Congenital Infantile Lactic Acidosis is primarily caused by genetic mutations that affect the body's ability to produce enzymes necessary for the mitochondria—the powerhouses of the cell—to generate energy efficiently. This inefficiency leads to the overproduction of lactic acid. The most common genetic mutations are found in genes responsible for the pyruvate dehydrogenase complex, which plays a critical role in energy production.

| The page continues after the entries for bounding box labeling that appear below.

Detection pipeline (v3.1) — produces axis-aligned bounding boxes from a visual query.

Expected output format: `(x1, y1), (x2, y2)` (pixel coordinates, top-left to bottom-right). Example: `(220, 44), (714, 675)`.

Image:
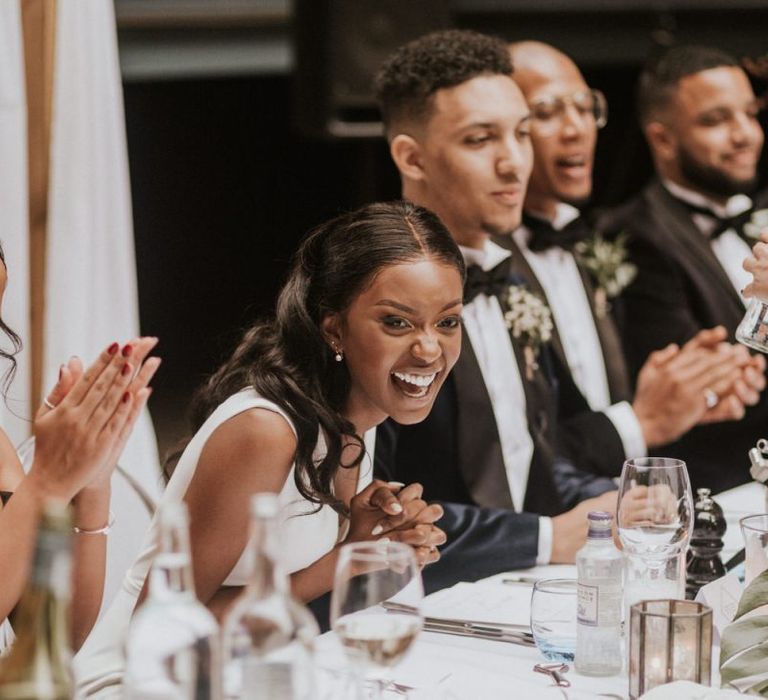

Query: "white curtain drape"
(0, 1), (30, 444)
(43, 0), (160, 605)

Symptoms[edit | edit source]

Symptoms of Congenital Infantile Lactic Acidosis can vary widely among affected individuals but often include:

• Muscle weakness
• Hypotonia (reduced muscle tone)
• Respiratory distress
• Feeding difficulties
• Developmental delay
• Seizures

In severe cases, the condition can lead to life-threatening complications.

Diagnosis[edit | edit source]

Diagnosis of Congenital Infantile Lactic Acidosis involves a combination of clinical evaluation, family history, and laboratory tests. Key diagnostic tests include:

• Blood tests to measure lactic acid levels
• Genetic testing to identify specific mutations
• Magnetic resonance imaging (MRI) of the brain to detect abnormalities
• Muscle biopsy to examine mitochondrial function

Treatment[edit | edit source]

There is no cure for Congenital Infantile Lactic Acidosis, and treatment focuses on managing symptoms and preventing complications. Treatment strategies may include:

• Dietary modifications to manage lactic acid levels
• Supplements such as vitamins and coenzymes that may help improve mitochondrial function
• Physical therapy to improve muscle strength and mobility
• Medications to control seizures

Prognosis[edit | edit source]

The prognosis for individuals with Congenital Infantile Lactic Acidosis varies depending on the severity of the condition and the effectiveness of management strategies. Early diagnosis and intervention can improve outcomes for some individuals.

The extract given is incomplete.